Daniel Gilleon, the girl’s attorney, told the Times the results of the rape exam as well as the audio of the phone calls have not yet been released.
The lawsuit comes nearly two months after the Times reported that five members of SDSU’s football team were reported to campus officials last fall for a rape that was alleged to have taken place at a house party off-campus. The school incurred immediate backlash after the report noted it failed to launch an internal investigation or student disciplinary proceeding more than seven months after being made aware of the incident. SDSU eventually opened its own Title IX investigation nine months after the allegations first surfaced.
The university addressed why it waited to begin its investigation during the announcement, saying that the “San Diego Police Department requested that SDSU not take any action, including launching an investigation and conducting interviews, regarding the reported off campus sexual assault to avoid compromising its own criminal investigation.”

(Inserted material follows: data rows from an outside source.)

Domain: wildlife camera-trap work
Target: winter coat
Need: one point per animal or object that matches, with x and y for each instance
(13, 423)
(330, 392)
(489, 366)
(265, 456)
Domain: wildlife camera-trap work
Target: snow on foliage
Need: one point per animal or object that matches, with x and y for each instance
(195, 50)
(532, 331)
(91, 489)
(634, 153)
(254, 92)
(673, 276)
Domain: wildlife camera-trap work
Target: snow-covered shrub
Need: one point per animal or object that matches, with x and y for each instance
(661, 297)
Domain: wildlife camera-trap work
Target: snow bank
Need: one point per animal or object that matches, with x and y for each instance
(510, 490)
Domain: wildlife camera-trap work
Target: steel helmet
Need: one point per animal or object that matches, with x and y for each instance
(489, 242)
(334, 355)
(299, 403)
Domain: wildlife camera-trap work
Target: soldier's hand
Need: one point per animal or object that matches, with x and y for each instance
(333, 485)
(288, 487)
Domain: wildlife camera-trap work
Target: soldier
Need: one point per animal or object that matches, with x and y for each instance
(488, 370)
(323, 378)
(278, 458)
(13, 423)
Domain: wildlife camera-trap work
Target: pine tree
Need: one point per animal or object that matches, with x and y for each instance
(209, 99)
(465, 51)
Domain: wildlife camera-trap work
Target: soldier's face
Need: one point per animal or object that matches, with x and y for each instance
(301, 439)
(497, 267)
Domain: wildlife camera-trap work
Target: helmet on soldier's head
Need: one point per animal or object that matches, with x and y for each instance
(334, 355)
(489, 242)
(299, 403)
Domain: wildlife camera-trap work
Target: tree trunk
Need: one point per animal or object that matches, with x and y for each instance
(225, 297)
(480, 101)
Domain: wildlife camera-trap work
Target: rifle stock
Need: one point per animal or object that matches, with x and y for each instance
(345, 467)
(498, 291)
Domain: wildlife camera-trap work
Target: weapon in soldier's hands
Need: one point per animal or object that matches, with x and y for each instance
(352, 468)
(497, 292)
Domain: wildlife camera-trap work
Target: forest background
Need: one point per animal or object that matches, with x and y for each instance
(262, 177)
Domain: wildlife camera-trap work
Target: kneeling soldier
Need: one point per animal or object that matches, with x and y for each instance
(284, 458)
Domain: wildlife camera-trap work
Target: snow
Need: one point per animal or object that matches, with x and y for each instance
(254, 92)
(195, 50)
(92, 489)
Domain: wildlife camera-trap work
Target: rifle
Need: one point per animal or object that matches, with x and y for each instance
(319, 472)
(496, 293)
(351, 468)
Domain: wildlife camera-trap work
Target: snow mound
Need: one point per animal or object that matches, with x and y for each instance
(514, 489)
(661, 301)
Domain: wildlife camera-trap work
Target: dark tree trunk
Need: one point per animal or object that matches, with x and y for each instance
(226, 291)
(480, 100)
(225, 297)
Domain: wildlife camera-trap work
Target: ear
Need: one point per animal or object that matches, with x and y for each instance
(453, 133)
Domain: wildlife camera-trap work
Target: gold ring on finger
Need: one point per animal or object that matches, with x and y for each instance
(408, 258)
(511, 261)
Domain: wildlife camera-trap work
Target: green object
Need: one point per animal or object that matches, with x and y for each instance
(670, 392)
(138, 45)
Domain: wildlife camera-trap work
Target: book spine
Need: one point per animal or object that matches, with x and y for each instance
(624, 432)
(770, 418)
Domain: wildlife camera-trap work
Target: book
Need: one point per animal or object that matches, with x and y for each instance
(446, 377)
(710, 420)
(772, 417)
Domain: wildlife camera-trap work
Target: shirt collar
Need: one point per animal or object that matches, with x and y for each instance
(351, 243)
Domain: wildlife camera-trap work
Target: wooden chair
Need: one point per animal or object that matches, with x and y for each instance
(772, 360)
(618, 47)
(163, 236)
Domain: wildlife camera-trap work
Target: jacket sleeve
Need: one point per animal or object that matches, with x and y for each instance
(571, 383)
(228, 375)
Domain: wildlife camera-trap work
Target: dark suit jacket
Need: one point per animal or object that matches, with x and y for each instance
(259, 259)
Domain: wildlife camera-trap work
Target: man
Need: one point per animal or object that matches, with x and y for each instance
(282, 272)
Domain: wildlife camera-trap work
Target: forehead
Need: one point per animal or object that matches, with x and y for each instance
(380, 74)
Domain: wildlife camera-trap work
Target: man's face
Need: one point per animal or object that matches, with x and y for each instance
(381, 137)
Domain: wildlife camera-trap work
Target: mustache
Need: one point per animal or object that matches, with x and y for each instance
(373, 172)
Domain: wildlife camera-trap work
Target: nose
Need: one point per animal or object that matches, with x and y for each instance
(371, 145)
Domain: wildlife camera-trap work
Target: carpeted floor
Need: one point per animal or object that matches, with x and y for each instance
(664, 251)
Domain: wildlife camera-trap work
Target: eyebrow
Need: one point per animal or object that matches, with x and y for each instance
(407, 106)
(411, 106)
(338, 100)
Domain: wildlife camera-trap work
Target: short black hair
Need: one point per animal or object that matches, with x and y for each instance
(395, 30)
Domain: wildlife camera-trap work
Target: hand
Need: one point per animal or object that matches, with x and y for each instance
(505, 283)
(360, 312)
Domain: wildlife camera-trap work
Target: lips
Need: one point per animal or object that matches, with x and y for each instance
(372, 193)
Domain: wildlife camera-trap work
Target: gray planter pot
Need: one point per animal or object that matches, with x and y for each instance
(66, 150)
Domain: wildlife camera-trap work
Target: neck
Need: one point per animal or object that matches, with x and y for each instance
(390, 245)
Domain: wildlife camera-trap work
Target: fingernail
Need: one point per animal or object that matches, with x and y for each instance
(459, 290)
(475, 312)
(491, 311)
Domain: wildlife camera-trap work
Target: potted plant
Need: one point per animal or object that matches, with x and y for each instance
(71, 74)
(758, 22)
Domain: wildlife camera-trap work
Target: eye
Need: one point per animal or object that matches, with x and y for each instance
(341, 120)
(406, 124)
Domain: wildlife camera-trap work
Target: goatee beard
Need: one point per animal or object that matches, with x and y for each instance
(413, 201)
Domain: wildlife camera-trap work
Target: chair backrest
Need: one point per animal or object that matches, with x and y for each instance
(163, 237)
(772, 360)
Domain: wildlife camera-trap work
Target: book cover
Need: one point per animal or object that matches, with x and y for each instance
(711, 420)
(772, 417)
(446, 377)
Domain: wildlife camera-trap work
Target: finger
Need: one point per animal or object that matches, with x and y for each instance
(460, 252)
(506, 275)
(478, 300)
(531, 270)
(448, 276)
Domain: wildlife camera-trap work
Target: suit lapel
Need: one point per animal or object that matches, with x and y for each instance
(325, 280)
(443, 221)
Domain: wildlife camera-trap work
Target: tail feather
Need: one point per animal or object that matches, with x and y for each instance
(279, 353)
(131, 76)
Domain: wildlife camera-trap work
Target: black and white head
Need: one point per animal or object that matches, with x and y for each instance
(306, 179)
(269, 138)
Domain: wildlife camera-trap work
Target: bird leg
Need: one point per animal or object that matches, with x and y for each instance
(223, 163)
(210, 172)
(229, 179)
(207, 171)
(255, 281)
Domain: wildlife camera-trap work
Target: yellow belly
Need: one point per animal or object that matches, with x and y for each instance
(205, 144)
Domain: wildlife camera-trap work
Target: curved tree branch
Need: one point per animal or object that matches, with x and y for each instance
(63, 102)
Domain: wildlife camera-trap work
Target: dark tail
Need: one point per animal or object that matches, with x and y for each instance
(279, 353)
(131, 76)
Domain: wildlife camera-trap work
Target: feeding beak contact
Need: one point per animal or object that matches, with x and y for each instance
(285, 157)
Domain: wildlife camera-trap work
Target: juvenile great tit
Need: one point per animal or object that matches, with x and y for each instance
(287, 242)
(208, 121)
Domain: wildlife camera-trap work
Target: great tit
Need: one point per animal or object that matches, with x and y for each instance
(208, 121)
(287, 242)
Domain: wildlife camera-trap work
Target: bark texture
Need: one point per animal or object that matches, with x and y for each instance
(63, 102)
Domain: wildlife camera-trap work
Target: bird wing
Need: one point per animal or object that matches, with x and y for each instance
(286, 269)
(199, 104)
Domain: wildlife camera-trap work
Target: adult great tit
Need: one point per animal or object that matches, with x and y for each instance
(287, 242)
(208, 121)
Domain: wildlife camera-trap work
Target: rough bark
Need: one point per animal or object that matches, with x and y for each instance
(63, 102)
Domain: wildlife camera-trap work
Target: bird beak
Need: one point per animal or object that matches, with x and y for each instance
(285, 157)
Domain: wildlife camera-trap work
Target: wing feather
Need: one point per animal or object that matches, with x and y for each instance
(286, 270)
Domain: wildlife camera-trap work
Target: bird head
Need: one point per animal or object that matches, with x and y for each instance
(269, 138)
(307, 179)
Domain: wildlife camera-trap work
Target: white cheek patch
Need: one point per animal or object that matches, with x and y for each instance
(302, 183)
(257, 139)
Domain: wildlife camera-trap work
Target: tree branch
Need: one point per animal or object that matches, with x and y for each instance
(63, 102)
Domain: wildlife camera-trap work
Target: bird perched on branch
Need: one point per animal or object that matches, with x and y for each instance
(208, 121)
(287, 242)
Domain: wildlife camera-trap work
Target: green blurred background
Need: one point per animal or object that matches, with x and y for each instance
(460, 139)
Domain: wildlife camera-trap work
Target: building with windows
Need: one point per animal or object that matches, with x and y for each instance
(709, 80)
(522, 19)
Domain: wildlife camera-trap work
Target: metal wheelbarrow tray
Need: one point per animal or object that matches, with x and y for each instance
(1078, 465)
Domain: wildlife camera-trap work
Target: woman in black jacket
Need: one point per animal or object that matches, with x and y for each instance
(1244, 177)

Last month, the woman publicly spoke about the incident for the first time and expressed her disappointment in how the university responded to the matter. Her father, who recently spoke to the Times anonymously, shared that he informed campus police of his daughter’s story three days after the party but was never given any information for the school’s Title IX investigation or complaint process.
“Something like this sticks with you forever,” the girl said, per the Times. “And all I can really do now is just hope that I can get some sort of justice somehow and feel like people are facing consequences for their actions because I feel like I’ve been facing the consequences for their actions.”
Because the incident occured while Araiza was in college, he is not subject to NFL discipline. The Bills have declined comment, citing an “ongoing civil case,” noting that they did a “thorough investigation on the matter.” Araiza recently won the starting job in training camp, with Buffalo cutting the team’s only other punter, Matt Haack, on Aug. 22.